1. わが国の企業経営者の間で、機関投資家の議決権行使に対する関心が高まっているが、日本株投資の歴史や投資残高などを考えた場合、イギリスを中心とする欧州の機関投資家も決して無視できない存在である。
2. イギリス・オランダの機関投資家は、90年代後半にかけて徐々に積極的に議決権を行使しはじめ、エンロン事件の影響などで姿勢をより積極化している。日本企業の議決権行使に関する取り組みには、まだ若干の格差があるとみられるが、ポートフォリオマネージャーに議決権行使の判断を任せる運用会社が多い一方で、一部ではコーポレートガバナンス専任の担当者・部署を設置していることは注目される。

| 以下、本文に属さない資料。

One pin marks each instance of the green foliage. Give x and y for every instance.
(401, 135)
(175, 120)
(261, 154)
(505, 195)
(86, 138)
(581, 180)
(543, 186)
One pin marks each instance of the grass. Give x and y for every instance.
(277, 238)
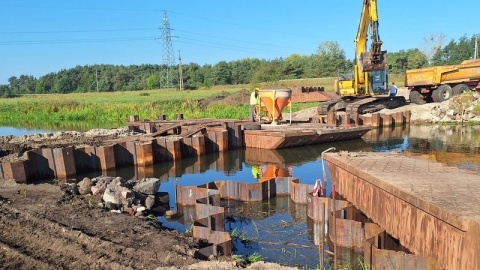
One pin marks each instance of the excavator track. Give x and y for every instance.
(374, 104)
(331, 105)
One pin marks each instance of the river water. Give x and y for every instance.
(269, 224)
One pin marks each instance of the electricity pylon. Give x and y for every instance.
(168, 62)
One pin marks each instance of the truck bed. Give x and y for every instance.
(467, 71)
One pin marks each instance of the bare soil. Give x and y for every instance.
(45, 227)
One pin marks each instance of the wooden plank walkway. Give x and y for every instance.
(433, 209)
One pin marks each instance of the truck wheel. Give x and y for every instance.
(417, 98)
(252, 127)
(442, 93)
(459, 88)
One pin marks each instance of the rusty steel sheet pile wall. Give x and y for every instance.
(209, 217)
(374, 119)
(62, 163)
(390, 189)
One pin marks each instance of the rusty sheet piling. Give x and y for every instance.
(428, 206)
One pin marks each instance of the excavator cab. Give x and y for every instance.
(378, 82)
(373, 61)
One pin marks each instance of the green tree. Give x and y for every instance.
(153, 81)
(222, 73)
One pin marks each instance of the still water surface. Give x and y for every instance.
(270, 225)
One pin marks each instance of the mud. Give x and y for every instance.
(45, 227)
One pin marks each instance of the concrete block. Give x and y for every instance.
(106, 156)
(16, 170)
(64, 162)
(144, 154)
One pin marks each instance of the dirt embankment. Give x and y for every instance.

3. 欧州のコーポレートガバナンスに関する潮流を米国と比較すると、(1)法規制によるフレームワーク樹立に腐心するよりは、ガイドラインを示して関係者の自主的な努力に期待するアプローチを好む、(2)株主と経営者の対話に重点を置く、などの傾向がある。米国のガバナンス・モデルの有効性に対して懐疑・批判が強まっている現在、日本企業にとっては、相対的に健全に推移しているように見える欧州のコーポレートガバナンス関連の議論も、参考になる点が多いと考えられる。
4. 日本企業としては、海外IR活動を行う際、ポートフォリオマネージャーに対する企業戦略の説明に加えて、いわゆる議決権行使IRとして、コーポレートガバナンスの担当者に対するディスカッションの機会を持つことが有効かもしれない。